Vanesa Martín, 37, already misses the fish from Sagunto. She spent time in Braunschweig while a business exchange student, so has an added advantage when it comes to adaptation. Her partner, the electrical engineer Oscar Larrey, sits next to her in one of the classrooms at the education center under the attentive gaze of Miguel Martin-Pelegrina, an executive at the ThyssenKrupp Group.
The couple explains that for them “the decision was easier to make” because they have no children and both are working for the same company. The deal, says Vanesa, is that “for the next four years we will all keep jobs and salaries equivalent to what we were making in Sagunto.” For the first year, the company also pays their rent, as well as their moving expenses, courses and other lessons for the entire family.
Martin-Pelegrina, the executive, is himself the son of immigrants who arrived here in the 1960s “with a suitcase” and a desire to work. When Vanesa Martín and Oscar Larrey left for the Christmas market to talk to a team from the regional public television network, WDR, Martin-Pelegrina and the new arrival in town, Juan Ramón Merlos, discussed his new position at the blast furnace, which is physically much more demanding than his maintenance work in Sagunto.
“I don’t think it’s going to be a problem because I worked in something similar before,” says Merlos, who has already brought over his two daughters, ages 13 and 16. His wife Marisol, 42, accepted the idea of moving “right away.” Their eldest daughter, Tania, was more reluctant to move, while the youngest reacted by “asking for a window seat on the plane.” Their father thinks they will have to repeat a school year because of the language problems.
The language issue is also his own main concern. “I cannot rule out that one day I will say, ‘That’s it, I can’t take it anymore’,” he says with a laugh. “Who would have thought that at age 46 I would find myself studying German?” Still, he plans to stay here “until I retire.” He believes that his daughters have a better future in Germany.
When Galmed shut down, it was rumored that it was “a political decision” to repatriate jobs. Ever since the crisis began, Spanish sentiment toward Germany has been one of mistrust, and Chancellor Angela Merkel has come to embody the root of Spain’s problems. Juan Carlos García Muñoz negotiated with the company as a member of the CCOO labor union, and he instead believes that it was “a strategic business decision that has also affected French plants and two historical factories in the industrial heart of Germany.”
However, García bemoans the fact that “in Sagunto we are losing jobs and are shutting down. That is not a success for the unions, nor is it a victory,” even if there are “very positive aspects” in the relocations and the negotiated compensation.
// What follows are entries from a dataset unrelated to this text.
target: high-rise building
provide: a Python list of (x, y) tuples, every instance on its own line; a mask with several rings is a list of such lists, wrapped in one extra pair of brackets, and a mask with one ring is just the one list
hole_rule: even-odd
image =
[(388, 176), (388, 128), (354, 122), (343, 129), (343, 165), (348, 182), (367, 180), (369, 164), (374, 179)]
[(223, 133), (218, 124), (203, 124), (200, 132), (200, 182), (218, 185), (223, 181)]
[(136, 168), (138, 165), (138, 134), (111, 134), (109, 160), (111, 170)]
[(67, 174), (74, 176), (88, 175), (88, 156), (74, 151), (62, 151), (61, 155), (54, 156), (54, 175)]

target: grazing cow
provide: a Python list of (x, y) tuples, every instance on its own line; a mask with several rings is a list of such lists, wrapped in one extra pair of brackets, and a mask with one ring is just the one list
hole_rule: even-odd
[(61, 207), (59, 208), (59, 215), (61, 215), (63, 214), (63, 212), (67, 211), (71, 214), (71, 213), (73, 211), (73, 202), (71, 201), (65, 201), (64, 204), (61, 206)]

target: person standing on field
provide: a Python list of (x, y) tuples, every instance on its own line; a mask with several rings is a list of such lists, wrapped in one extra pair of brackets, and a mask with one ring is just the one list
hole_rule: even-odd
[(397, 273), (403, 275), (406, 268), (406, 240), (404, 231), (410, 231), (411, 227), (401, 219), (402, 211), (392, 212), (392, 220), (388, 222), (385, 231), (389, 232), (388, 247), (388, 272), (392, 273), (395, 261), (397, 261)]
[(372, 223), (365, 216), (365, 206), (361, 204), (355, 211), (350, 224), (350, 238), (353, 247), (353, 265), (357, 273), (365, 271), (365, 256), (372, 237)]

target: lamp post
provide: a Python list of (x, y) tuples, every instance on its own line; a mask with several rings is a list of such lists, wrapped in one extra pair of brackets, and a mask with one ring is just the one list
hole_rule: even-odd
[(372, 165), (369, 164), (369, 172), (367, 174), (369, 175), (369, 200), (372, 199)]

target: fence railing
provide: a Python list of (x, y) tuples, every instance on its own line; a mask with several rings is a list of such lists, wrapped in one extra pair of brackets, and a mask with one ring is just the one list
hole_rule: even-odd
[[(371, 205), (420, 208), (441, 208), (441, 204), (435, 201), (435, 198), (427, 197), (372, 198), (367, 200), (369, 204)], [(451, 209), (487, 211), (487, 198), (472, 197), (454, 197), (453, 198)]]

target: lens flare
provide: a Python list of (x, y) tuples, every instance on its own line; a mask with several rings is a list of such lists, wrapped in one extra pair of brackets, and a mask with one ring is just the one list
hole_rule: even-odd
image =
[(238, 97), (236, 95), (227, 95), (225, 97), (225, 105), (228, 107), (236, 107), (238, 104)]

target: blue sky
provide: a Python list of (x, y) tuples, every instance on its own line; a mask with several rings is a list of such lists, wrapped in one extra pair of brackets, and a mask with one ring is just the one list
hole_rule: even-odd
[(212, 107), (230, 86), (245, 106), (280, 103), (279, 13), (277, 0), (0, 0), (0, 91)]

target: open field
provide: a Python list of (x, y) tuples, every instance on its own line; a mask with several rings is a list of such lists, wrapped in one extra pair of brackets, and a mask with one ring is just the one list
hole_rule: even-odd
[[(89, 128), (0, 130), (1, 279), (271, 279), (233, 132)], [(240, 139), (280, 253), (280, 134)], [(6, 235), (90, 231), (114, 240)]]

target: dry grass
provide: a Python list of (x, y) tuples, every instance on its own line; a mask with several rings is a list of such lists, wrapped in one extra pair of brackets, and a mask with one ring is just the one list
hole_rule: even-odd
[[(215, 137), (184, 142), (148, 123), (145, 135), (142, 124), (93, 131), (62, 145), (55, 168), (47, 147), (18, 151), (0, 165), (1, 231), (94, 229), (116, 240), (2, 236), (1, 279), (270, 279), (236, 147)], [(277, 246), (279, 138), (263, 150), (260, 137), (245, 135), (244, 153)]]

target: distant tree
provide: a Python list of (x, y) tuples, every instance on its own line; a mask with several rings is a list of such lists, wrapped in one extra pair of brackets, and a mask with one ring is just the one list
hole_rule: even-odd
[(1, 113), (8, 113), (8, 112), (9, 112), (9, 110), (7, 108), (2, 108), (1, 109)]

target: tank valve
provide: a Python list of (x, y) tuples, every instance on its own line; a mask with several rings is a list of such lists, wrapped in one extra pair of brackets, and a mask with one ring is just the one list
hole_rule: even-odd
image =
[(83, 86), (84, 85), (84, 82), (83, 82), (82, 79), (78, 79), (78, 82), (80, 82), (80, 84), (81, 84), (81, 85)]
The new arrivals cautiously talk about the first problems they have encountered, such as finding themselves with a smaller first paycheck than they expected. Bureaucratic red tape is also exasperating for some migrants, who complain that they will not be able to begin work “until January or February.”
But like they say, “at least we have a decent job. Because what is there in Spain? What can you do there?”